This repository includes many projects developed during the course Intelligent Systems - 366 in the University of Alberta (Edmonton, Canada), taught by Richard Sutton.
All the projects implement an interface: RL-Glue (http://glue.rl-community.org/wiki/Main_Page), however, the environment and agent in every problem was completely developed by the student (Thiago Mayllart Macedo Silva). The code was developed entirely for solving the problems proposed during the course as Assignments.
This code is not authorized for "copy and paste" and its usage by other students enrolled on Intelligent Systems may lead to plagiarism.

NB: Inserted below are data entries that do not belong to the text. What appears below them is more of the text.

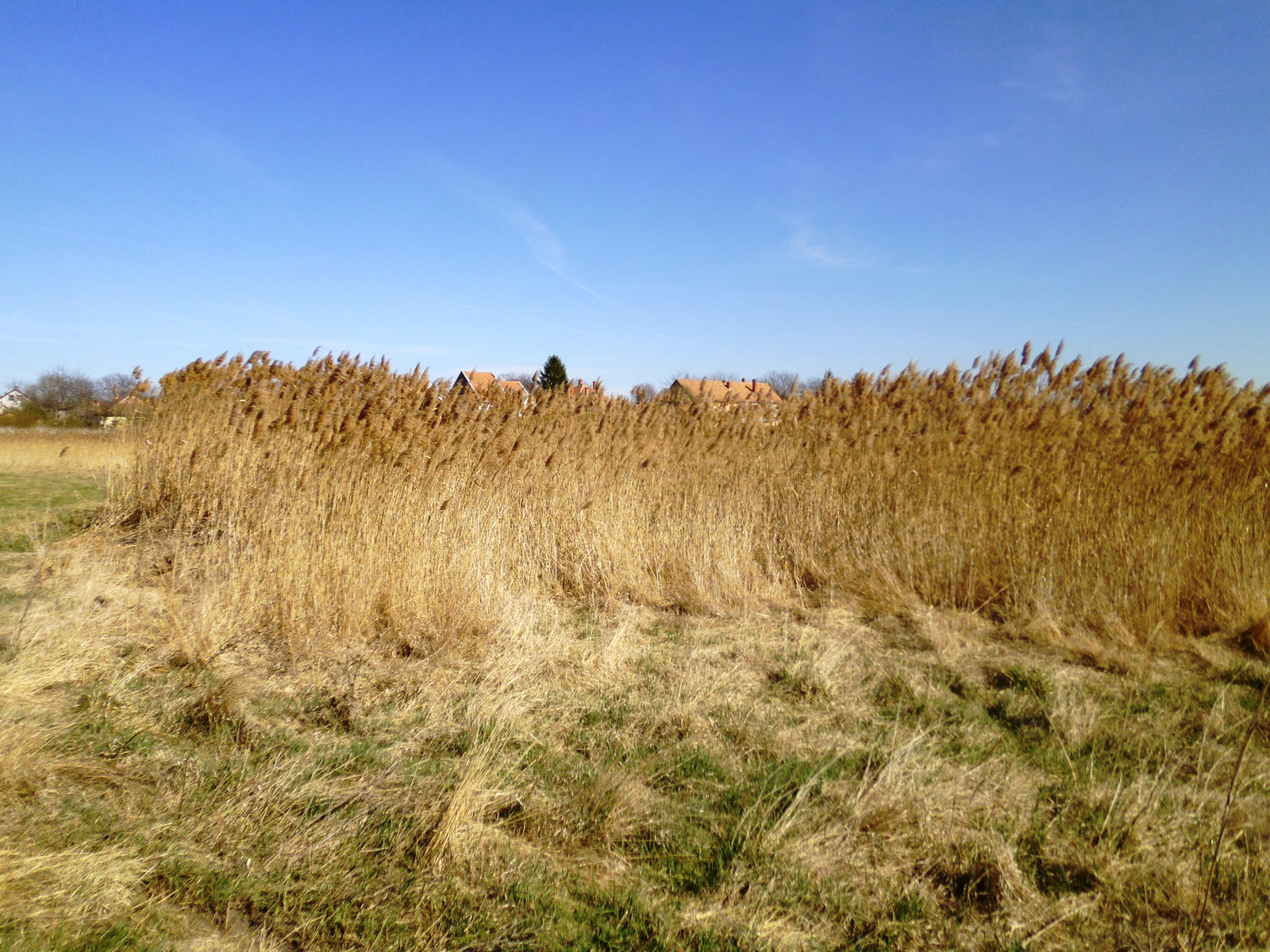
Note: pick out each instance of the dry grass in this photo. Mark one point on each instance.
(63, 451)
(448, 676)
(340, 498)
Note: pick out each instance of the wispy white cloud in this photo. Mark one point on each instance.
(1056, 73)
(543, 244)
(806, 247)
(210, 148)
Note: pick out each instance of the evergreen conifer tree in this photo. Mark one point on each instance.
(552, 374)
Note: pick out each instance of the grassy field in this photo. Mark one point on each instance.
(315, 682)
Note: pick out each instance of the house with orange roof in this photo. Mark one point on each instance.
(727, 391)
(486, 384)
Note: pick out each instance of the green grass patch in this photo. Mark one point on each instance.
(48, 507)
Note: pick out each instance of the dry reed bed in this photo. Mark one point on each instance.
(341, 499)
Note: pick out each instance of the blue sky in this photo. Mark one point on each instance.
(641, 188)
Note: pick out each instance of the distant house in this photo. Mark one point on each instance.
(13, 400)
(484, 384)
(728, 391)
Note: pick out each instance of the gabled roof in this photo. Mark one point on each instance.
(738, 391)
(480, 382)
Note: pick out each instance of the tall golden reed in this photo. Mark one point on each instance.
(341, 499)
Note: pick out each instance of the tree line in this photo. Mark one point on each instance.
(61, 397)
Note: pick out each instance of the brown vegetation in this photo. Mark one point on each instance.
(924, 660)
(340, 498)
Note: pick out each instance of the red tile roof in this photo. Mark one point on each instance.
(480, 382)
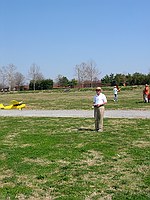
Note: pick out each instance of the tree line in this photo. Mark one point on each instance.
(129, 79)
(87, 74)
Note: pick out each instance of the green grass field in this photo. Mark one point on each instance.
(129, 98)
(63, 158)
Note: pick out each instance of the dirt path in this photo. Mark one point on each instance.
(76, 113)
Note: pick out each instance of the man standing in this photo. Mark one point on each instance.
(98, 102)
(146, 93)
(115, 91)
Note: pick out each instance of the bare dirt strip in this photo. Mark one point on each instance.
(76, 113)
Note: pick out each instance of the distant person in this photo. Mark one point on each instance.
(146, 93)
(115, 91)
(99, 101)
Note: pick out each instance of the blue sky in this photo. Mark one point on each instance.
(57, 35)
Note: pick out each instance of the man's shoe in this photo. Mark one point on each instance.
(99, 130)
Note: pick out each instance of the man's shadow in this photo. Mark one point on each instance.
(85, 129)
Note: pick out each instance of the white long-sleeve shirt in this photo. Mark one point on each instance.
(100, 99)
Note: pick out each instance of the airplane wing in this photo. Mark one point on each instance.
(14, 102)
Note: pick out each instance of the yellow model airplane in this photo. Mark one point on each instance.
(13, 105)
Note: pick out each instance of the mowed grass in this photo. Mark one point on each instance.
(129, 98)
(65, 159)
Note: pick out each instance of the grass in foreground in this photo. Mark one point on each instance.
(63, 158)
(129, 98)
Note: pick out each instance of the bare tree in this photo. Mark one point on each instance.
(2, 77)
(9, 72)
(35, 74)
(87, 72)
(19, 79)
(92, 72)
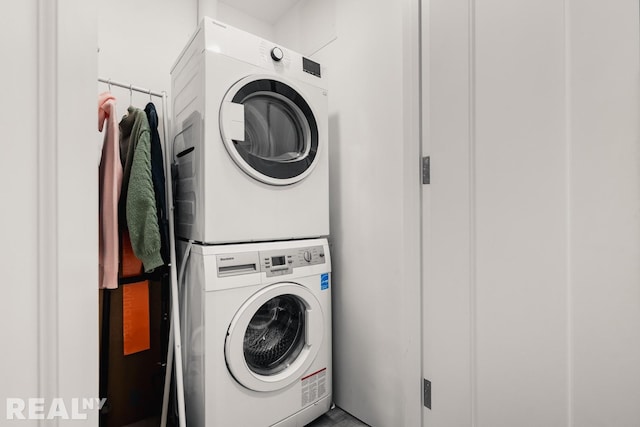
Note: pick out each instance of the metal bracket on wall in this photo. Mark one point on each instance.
(426, 170)
(426, 393)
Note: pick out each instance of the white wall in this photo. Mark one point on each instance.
(307, 27)
(604, 211)
(373, 183)
(140, 41)
(532, 302)
(237, 18)
(18, 307)
(49, 308)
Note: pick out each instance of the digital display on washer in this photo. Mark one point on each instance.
(311, 67)
(277, 260)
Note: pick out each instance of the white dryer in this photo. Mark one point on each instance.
(251, 135)
(256, 333)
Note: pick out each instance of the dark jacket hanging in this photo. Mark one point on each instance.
(157, 175)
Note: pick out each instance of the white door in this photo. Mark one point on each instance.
(532, 225)
(274, 337)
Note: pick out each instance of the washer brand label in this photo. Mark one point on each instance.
(314, 386)
(324, 281)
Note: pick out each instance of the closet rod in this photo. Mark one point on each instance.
(131, 87)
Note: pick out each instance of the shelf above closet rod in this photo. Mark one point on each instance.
(131, 87)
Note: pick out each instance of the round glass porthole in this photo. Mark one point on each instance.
(275, 335)
(280, 140)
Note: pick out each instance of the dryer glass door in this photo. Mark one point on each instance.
(269, 130)
(274, 337)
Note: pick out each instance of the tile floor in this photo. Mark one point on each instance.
(336, 417)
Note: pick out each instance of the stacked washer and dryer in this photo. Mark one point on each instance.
(252, 217)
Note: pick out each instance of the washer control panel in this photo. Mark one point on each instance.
(280, 262)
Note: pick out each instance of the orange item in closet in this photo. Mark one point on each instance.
(136, 330)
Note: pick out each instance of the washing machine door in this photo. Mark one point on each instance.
(269, 130)
(274, 337)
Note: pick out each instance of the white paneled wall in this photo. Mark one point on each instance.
(50, 302)
(19, 225)
(532, 220)
(604, 211)
(374, 179)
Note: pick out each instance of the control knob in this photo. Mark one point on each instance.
(277, 54)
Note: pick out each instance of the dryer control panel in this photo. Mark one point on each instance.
(275, 262)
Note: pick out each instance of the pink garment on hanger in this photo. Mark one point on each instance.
(110, 184)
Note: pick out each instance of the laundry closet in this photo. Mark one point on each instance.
(483, 164)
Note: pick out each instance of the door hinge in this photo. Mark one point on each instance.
(426, 389)
(426, 170)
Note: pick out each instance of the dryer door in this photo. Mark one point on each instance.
(274, 337)
(269, 130)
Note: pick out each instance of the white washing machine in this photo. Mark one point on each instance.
(256, 333)
(251, 134)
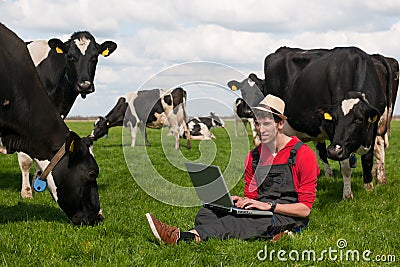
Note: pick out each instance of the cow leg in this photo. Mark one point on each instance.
(236, 124)
(144, 133)
(25, 163)
(320, 148)
(245, 127)
(256, 138)
(133, 130)
(367, 162)
(345, 169)
(379, 153)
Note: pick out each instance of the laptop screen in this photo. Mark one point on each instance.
(209, 184)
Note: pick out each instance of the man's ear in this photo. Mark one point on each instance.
(234, 85)
(327, 113)
(57, 45)
(106, 48)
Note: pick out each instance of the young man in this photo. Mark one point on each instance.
(280, 176)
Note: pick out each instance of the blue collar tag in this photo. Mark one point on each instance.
(39, 185)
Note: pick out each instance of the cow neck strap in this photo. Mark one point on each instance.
(57, 157)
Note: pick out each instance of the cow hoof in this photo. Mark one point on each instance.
(27, 193)
(328, 172)
(382, 181)
(348, 196)
(369, 187)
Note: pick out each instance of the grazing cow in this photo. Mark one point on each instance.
(147, 108)
(211, 121)
(200, 127)
(66, 70)
(388, 72)
(30, 123)
(330, 94)
(252, 92)
(198, 131)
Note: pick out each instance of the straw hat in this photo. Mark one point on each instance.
(272, 104)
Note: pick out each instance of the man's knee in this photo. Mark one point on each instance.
(205, 216)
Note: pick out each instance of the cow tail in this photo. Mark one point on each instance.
(185, 126)
(389, 94)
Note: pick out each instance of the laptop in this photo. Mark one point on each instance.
(211, 189)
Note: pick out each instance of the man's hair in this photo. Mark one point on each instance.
(265, 114)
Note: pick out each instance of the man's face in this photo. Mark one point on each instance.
(267, 129)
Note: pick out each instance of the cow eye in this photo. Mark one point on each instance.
(92, 175)
(358, 120)
(71, 58)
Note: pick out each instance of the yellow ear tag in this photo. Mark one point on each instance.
(71, 147)
(327, 116)
(59, 50)
(105, 52)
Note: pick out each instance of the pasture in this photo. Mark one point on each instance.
(35, 232)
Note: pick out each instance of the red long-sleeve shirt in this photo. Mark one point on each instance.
(304, 172)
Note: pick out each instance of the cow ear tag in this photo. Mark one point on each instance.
(327, 116)
(373, 119)
(39, 185)
(59, 50)
(105, 52)
(71, 146)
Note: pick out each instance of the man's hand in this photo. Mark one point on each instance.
(248, 203)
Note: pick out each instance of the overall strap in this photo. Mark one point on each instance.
(256, 158)
(293, 152)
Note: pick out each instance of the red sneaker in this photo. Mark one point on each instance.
(163, 232)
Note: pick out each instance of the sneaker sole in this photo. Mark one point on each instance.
(153, 227)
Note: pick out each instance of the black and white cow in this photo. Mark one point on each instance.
(252, 93)
(200, 127)
(330, 94)
(66, 70)
(148, 108)
(388, 73)
(30, 123)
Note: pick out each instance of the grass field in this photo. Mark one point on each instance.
(35, 232)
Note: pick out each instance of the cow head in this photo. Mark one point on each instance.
(216, 120)
(75, 182)
(101, 126)
(251, 89)
(350, 126)
(81, 53)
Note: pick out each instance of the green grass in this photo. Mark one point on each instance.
(35, 232)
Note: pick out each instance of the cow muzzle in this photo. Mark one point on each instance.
(337, 152)
(85, 88)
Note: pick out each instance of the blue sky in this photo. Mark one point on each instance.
(157, 37)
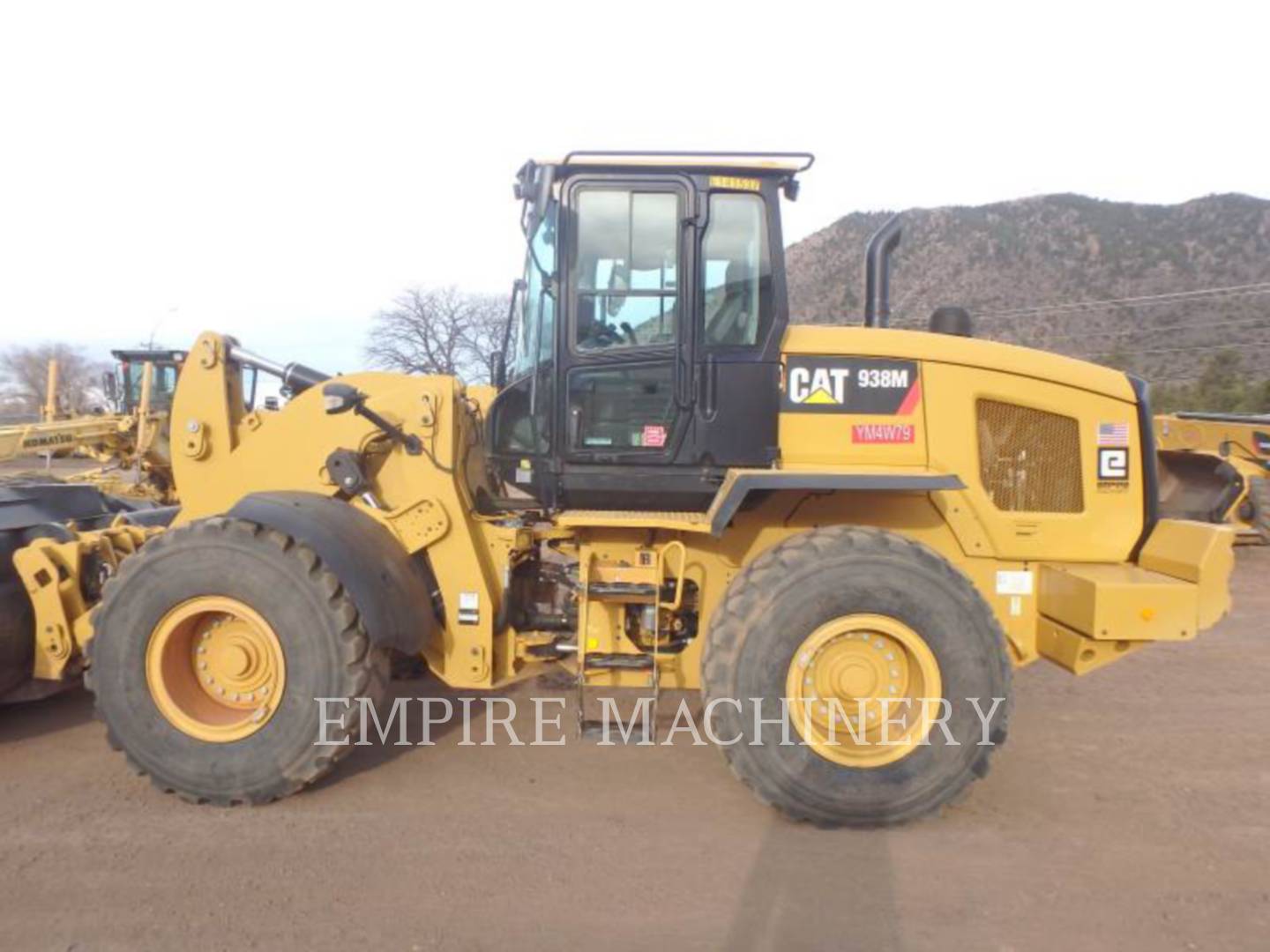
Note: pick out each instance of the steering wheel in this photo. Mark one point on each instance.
(603, 335)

All the solutions and techniques followed the algorithms implemented in the book: "Reinforcement Learning:An Introduction"
-
- Bandit task Programming: Recreation of the learning curves for the optimistic bandit agent, and the epsilon-greedy agent in Figure 2.3 of Reinforcement Learning:An Introduction.(https://github.com/thiagomayllart/Reinforcement-Learning---UofA/tree/master/Bandit%20Task%20Programming)
-
- On-policy Monte Carlo Control with Exploring Starts for action values (described in Section 5.3) on the Gambler’s problem described in Chapter 4 (Example 4.3). https://github.com/thiagomayllart/Reinforcement-Learning---UofA/tree/master/On-policy%20Monte%20Carlo%20Control%20with%20Exploring%20Starts%20for%20action%20values Two changes from the problem specification in the book: set pr(heads) = 0.55 and zero is not allowed for bet action.
-
- Windy Gridworld with King’s Moves.https://github.com/thiagomayllart/Reinforcement-Learning---UofA/tree/master/Windy%20Gridworld%20with%20King%E2%80%99s%20Moves
-
- Dyna-Q on the grid world: described in Example 8.1 of the "Reinforcement Learning: An introduction" textbook. https://github.com/thiagomayllart/Reinforcement-Learning---UofA/tree/master/Dyna-Q%20on%20the%20grid%20world
-
- Three prediction agents based on TD(0); each using a different function approximation schemes in RL-glue. Tabular feature encoding. Tile coding features. State aggregation. https://github.com/thiagomayllart/Reinforcement-Learning---UofA/tree/master/Prediction%20agents%20based%20on%20TD(0)
-
- Solving Mountain Car in RL-Glue: A car that learns how to climb a mountain given the mountain slope, a starting position and a goal position (the peak). It uses physics properties to learn and climb the mountain. https://github.com/thiagomayllart/Reinforcement-Learning---UofA/tree/master/Solving%20Mountain%20Car%20in%20RL-Glue
All my sincere thanks to Richard Sutton (https://www.ualberta.ca/science/about-us/contact-us/faculty-directory/rich-sutton), for being able to provide us a great part of his knowledge about Reinforcement Learning and lot of techniques developed by him. An incredible professor and academic.